La versione 2 di HTTP ci ha servito molto bene dal suo debutto, ma non possiamo negare che la rete sia cambiata molto in questi ultimi cinque anni. Le connessioni costanti e lo streaming continuano a moltiplicarsi e, anche se tutto sembra funzionare bene in superficie, esistono alcuni punti di conflitto nel protocollo attuale.
Uno di questi è la dipendenza da TCP. Non c'è nulla di male in sé, ma i meccanismi di recupero di TCP sono “ciechi” davanti alla multiplexing di HTTP/2, causando ritardi e pause inutili se si perdono pacchetti. È qui che interviene HTTP/3, che funziona con l'aiuto del protocollo QUIC, sviluppato inizialmente da Jim Roskind in Google. In termini semplici, TCP viene “pensionato” in HTTP/3, lasciando multiplexing, negoziazione e recupero sotto l'ala di QUIC, mentre UDP assume il ruolo di livello di trasporto.
Mettendo questi vantaggi sul tavolo, come lo attiviamo? L'unico avvertimento è che HTTP/3 è in fase di bozza, quindi viene considerato una funzione sperimentale. Ciò significa che non ci sono molti siti in grado di usare correttamente HTTP/3 e che esiste la possibilità (seppur remota) che alcuni siti smettano di caricarsi o presentino errori con HTTP/3 attivato. Detto questo, cominciamo.
HTTP/3 in Firefox
L'ultima versione stabile 78.0.1 supporta HTTP/3 di serie, ma dobbiamo fare una visita a about:config e cambiare il valore network.http.http3.enabled da false a true. Riavvia il browser e il gioco è fatto.
HTTP/3 in Chrome
Si suppone che HTTP/3 e QUIC dovrebbero essere usati con le build Canary di Chrome, ma oggi possiamo fare la prova nella versione stabile. Per prima cosa, apri chrome://flags, digita “QUIC” nella casella di ricerca e cambia l'opzione «Experimental QUIC protocol» da Default a Enabled. Chrome ti chiederà di riavviare il browser, ma non è sufficiente.
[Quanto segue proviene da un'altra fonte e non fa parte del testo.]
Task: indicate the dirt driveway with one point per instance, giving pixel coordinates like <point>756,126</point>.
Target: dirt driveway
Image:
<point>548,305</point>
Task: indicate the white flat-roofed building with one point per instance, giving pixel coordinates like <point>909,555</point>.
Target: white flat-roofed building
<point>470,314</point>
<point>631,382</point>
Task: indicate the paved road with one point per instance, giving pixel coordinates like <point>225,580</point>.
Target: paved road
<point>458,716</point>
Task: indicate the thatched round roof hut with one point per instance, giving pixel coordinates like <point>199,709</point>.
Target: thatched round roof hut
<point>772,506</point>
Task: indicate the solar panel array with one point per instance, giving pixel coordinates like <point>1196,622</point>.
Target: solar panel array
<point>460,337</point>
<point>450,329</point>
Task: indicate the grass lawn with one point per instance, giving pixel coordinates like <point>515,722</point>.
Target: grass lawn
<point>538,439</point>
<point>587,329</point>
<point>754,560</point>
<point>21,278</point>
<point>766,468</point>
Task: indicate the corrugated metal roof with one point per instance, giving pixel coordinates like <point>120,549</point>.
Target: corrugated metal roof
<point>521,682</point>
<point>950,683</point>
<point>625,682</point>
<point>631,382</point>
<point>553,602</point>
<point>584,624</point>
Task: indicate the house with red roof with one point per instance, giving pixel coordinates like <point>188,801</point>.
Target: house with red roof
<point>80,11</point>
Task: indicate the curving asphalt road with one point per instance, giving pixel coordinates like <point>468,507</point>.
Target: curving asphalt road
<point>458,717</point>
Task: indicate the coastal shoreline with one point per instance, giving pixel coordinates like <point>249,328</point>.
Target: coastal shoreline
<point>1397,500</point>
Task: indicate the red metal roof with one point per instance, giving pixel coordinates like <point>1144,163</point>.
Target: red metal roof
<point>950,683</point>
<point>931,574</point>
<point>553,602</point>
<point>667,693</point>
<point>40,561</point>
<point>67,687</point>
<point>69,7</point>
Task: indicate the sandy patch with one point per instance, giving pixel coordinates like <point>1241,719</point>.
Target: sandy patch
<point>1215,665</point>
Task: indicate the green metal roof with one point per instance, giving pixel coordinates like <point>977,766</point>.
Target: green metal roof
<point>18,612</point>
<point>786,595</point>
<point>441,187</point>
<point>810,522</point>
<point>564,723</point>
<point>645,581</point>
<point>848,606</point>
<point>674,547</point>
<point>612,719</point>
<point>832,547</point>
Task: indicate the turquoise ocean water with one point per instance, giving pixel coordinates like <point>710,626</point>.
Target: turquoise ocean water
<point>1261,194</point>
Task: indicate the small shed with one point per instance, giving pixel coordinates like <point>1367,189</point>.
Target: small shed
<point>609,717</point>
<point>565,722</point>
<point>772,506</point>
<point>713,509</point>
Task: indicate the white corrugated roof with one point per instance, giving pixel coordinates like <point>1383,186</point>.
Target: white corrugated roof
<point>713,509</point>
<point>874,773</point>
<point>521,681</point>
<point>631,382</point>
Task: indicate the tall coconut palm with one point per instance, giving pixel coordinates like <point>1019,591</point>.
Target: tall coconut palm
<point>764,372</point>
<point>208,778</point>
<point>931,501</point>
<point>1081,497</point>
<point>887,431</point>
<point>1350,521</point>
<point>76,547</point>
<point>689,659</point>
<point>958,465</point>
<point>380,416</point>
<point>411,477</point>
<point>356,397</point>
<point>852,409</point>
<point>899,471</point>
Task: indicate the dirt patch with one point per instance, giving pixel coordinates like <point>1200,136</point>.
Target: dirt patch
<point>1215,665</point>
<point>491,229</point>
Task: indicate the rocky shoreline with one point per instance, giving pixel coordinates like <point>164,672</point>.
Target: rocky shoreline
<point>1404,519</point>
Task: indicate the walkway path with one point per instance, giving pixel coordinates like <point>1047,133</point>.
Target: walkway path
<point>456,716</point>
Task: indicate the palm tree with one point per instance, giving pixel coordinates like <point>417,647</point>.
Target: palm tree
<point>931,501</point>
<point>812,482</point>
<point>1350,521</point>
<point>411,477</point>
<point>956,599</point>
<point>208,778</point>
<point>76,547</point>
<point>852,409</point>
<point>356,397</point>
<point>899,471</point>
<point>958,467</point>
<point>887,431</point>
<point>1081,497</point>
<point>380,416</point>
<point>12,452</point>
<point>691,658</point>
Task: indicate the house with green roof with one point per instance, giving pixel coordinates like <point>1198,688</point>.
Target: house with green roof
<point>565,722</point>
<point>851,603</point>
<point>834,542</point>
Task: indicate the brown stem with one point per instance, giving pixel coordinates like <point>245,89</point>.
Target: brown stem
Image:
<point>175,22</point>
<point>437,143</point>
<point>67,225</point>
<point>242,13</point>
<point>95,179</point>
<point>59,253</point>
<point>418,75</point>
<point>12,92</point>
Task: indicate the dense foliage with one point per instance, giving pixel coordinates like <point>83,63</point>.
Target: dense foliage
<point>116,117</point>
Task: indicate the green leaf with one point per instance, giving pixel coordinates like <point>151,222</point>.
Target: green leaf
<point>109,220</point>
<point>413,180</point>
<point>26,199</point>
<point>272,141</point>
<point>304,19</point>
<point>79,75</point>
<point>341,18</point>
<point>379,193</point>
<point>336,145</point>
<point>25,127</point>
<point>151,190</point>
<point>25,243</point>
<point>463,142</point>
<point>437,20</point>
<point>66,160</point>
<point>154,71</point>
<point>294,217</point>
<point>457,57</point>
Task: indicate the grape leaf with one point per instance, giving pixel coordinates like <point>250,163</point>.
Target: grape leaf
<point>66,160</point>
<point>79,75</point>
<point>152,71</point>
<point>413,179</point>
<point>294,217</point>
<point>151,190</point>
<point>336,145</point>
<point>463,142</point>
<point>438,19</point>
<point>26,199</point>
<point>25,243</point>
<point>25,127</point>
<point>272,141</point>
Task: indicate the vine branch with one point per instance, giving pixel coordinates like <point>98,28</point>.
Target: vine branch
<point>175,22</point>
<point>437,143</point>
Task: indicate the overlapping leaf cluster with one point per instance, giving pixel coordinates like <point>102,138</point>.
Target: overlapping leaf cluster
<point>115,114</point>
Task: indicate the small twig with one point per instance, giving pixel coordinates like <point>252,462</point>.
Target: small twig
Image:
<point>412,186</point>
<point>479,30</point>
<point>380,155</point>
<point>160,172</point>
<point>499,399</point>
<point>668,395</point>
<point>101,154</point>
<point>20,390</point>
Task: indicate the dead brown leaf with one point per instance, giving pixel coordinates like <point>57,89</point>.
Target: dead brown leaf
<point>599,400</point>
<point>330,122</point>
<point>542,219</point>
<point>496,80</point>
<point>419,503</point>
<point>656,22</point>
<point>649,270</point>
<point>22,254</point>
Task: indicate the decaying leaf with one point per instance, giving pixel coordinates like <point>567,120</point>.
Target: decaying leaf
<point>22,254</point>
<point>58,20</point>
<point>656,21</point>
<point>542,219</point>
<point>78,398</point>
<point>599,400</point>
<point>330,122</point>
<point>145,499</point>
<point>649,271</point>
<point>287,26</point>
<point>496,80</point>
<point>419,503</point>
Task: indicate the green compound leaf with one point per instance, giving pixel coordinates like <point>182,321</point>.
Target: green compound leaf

Per abilitare completamente questa tecnologia, il secondo passaggio è aggiungere due modificatori al collegamento di Chrome: --enable-quic --quic-version=h3-46. È probabile che la versione di QUIC nel modificatore cambi col tempo, ma “46” sembra funzionare abbastanza bene.
Come verifichiamo che HTTP/3 e QUIC funzionino? Ci sono due siti: la pagina ufficiale di LiteSpeed e quic.rocks. La conferma richiede di premere F12 per aprire gli strumenti di sviluppo, andare nella scheda Rete o Network, ricaricare la pagina e abilitare la scheda Protocollo. Firefox lo presenta come HTTP/3, mentre in Chrome dovrebbe dire HTTP/2+QUIC/46.
Se qualcosa va storto, basta annullare i passaggi precedenti. Fai la prova!